それに大人っぽさも加えるために下半身は茶金の生地を重ねている。自分のためのドレスにマヤは感激した。

 

 アクセサリーはエメラルドの首飾りとイヤリング一式である。髪飾りは薔薇を形どった金細工で、花芯部分に大粒の真珠があしらわれている。贈られたジュエリーの値段を恐る恐るシージンに尋ねると、にっこり笑って頭を撫でられた。

 

(さぞかしお高いんでしょうね。……怖い)


 初めての迎賓館。驚くほど広く、マヤたちが到着した時には既にかなりの人がいた。圧倒されて足がすくむ。

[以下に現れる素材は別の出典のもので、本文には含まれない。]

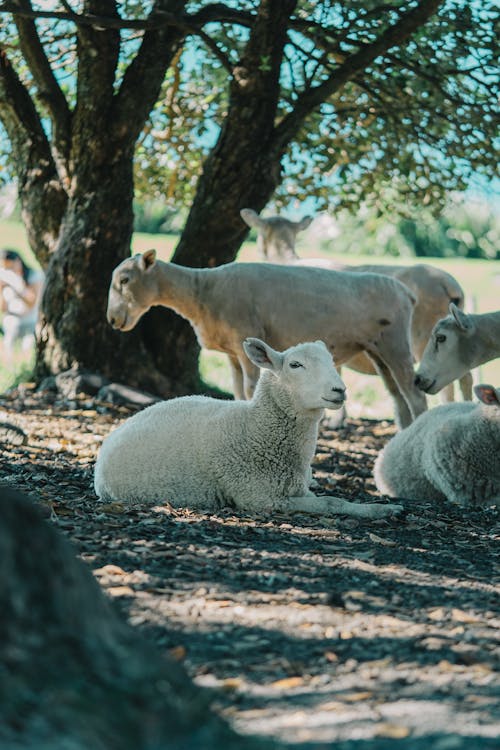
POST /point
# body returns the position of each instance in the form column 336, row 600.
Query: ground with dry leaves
column 371, row 634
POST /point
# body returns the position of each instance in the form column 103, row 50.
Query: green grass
column 367, row 396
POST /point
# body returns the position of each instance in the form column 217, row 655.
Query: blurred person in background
column 20, row 294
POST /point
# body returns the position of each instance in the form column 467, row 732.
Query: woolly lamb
column 253, row 455
column 451, row 452
column 457, row 344
column 352, row 312
column 433, row 288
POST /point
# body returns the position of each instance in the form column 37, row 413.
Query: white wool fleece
column 451, row 452
column 255, row 455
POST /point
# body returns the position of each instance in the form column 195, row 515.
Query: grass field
column 367, row 396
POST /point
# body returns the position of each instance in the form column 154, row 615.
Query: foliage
column 418, row 119
column 465, row 228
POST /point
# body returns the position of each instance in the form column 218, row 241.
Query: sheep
column 451, row 452
column 433, row 288
column 457, row 344
column 253, row 455
column 282, row 304
column 276, row 235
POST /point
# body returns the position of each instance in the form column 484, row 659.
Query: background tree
column 313, row 96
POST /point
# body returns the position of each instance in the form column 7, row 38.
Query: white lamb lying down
column 253, row 455
column 451, row 452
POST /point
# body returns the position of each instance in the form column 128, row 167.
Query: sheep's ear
column 303, row 223
column 263, row 355
column 487, row 394
column 461, row 319
column 252, row 218
column 147, row 259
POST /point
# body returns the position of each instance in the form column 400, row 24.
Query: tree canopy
column 218, row 106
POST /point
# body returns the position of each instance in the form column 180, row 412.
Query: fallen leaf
column 178, row 653
column 380, row 540
column 288, row 682
column 392, row 731
column 355, row 697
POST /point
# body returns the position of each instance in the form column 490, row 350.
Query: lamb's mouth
column 428, row 388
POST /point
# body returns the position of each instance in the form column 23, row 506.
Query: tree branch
column 356, row 62
column 49, row 91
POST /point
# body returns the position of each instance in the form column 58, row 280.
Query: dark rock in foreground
column 72, row 674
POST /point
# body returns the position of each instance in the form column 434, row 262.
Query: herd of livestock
column 287, row 326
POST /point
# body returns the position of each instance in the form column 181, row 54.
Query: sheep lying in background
column 254, row 455
column 284, row 305
column 433, row 288
column 451, row 452
column 457, row 344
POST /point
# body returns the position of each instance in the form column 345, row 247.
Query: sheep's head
column 132, row 291
column 306, row 371
column 276, row 235
column 447, row 355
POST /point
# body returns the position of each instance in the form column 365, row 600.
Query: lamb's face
column 309, row 373
column 306, row 371
column 132, row 291
column 446, row 356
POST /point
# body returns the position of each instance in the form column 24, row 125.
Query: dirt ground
column 362, row 635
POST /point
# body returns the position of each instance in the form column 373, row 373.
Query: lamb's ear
column 252, row 218
column 303, row 223
column 147, row 259
column 487, row 394
column 263, row 355
column 461, row 319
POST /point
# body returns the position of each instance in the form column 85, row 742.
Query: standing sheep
column 254, row 455
column 433, row 288
column 451, row 452
column 457, row 344
column 283, row 304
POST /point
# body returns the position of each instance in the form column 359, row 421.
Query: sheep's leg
column 334, row 419
column 466, row 386
column 402, row 413
column 398, row 369
column 250, row 376
column 447, row 394
column 335, row 506
column 237, row 377
column 319, row 506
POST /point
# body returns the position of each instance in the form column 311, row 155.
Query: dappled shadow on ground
column 373, row 634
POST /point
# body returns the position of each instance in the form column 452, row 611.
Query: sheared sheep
column 283, row 304
column 451, row 452
column 457, row 344
column 254, row 455
column 433, row 288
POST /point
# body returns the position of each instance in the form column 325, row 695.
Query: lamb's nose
column 340, row 391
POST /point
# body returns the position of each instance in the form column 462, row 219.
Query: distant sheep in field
column 451, row 452
column 253, row 455
column 283, row 305
column 433, row 288
column 457, row 344
column 276, row 236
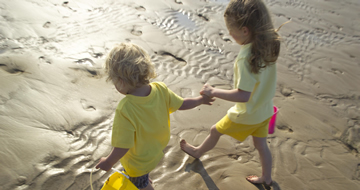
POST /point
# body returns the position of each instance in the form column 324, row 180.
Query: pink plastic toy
column 273, row 121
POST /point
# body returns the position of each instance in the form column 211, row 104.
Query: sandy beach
column 56, row 108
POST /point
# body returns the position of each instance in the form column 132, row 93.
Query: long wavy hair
column 265, row 40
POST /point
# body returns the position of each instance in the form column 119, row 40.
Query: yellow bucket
column 119, row 181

「王宮主催は大勢の貴族が参加するから、令息令嬢の重要な出会いの場なのよね」

 と、リーズに教えてもらった。


 不思議な気持ちである。まさか義兄と義姉より先に結婚するとは思わなかった。しかも彼らが思う相手と違う。

 叔父一家には気が付かれたくない。どんな事を言われるやら……。


 しかしマヤの願い空しく、名義上の家族である彼らに遭遇した。


「マヤ!?」


 声が大きい。

(いくら騒めいて煩い会場とは言え、はしたなくてよ、お義姉様)


 義姉たちの呆気にとられた顔なんて、初めて見るかもしれない。